How To Paint a Nighttime Effect With Watercolors

Have you ever looked at a painting of a night scene and tried to figure out how the artist ever created the effect? How the overall deepening shades of blues and grays suggest nighttime, but through the shadows, the moon and stars are still prominent?

Here’s how to cast a nighttime effect with watercolors for your own evening creation.

Beautiful summer evening illustration

It will always take some pre-thought (and for me, sometimes even writing some notes on the sequence of steps), for each nighttime painting may require a slightly different approach. But, if you follow these steps, you can discover one foolproof way to achieve a nighttime effect for satisfying results.

Step 1. How to prepare.

As per how I work, my sweet little sketch is finished and inked in. I have applied masking fluid to the stars, moon and a couple of flowers to prevent any color from saturating the paper underneath these details.

Sleeping baby animals

Step 2: Choosing your color palette.

For my night sky and general hue I want my painting to have, here I have chosen a pallet of ultra marine, prussian blue and little cerulean ready to mix and apply. I keep a little bit of green watercolor ready too, whatever shade my preference is for the particular painting. I may add this green right on top of the still wet blue wash in areas where green vegetation will be. This will make a nice blend of blue green in the shadows you are also creating. Here I have chosen hooker’s green.
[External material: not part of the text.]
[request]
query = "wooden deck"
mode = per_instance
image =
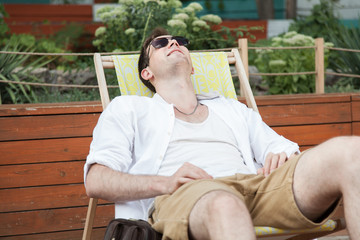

Playing with watercolor paints

Step 3: Applying color wash.

First I wet the entire sketch, then mixing and apply my blue watercolor first as a light wash, and, taking note of where I will want to stay a little lighter where my moon lite will fall. Then I deepen my color and saturate deeper in the sky and shadow areas which now help accentuate the areas where I want the moonlite to fall as well as the enhance the brightness of the stars. I will usually let the paper dry about now and then do one or two more layers of wash, (drying in between) and often deepening the areas I want the darkest shadows to be.

It is good to take you time at this “wash” stage since it is basically your foundation for your painting. If I feel hesitant whether it about my color choices or not getting too much color where I do not want, I do a few washes, gradually building up my darker areas a little each time. This way you can step back after each application and make some adjustments and have a better idea of when this stage is complete.

This piece is small, only 4.25 inches wide so I was able to just apply my base in two washes.

Painted illustration of sleeping baby animals

Step 4: Completing your painting.

Now to finish the painting. As you can see here, I’ve painted in my little characters, tree trunks and other small details (remembering to remove the masking medium where it is no longer needed as I paint). The blue wash underneath gives a nice tint to the overall piece. It is visible and gives lovely night shade where I did not need to apply paint at all, the wash being enough color.

Completed illustration — Sleeping baby animals


The effect is night and is so serene, you can almost hear the crickets!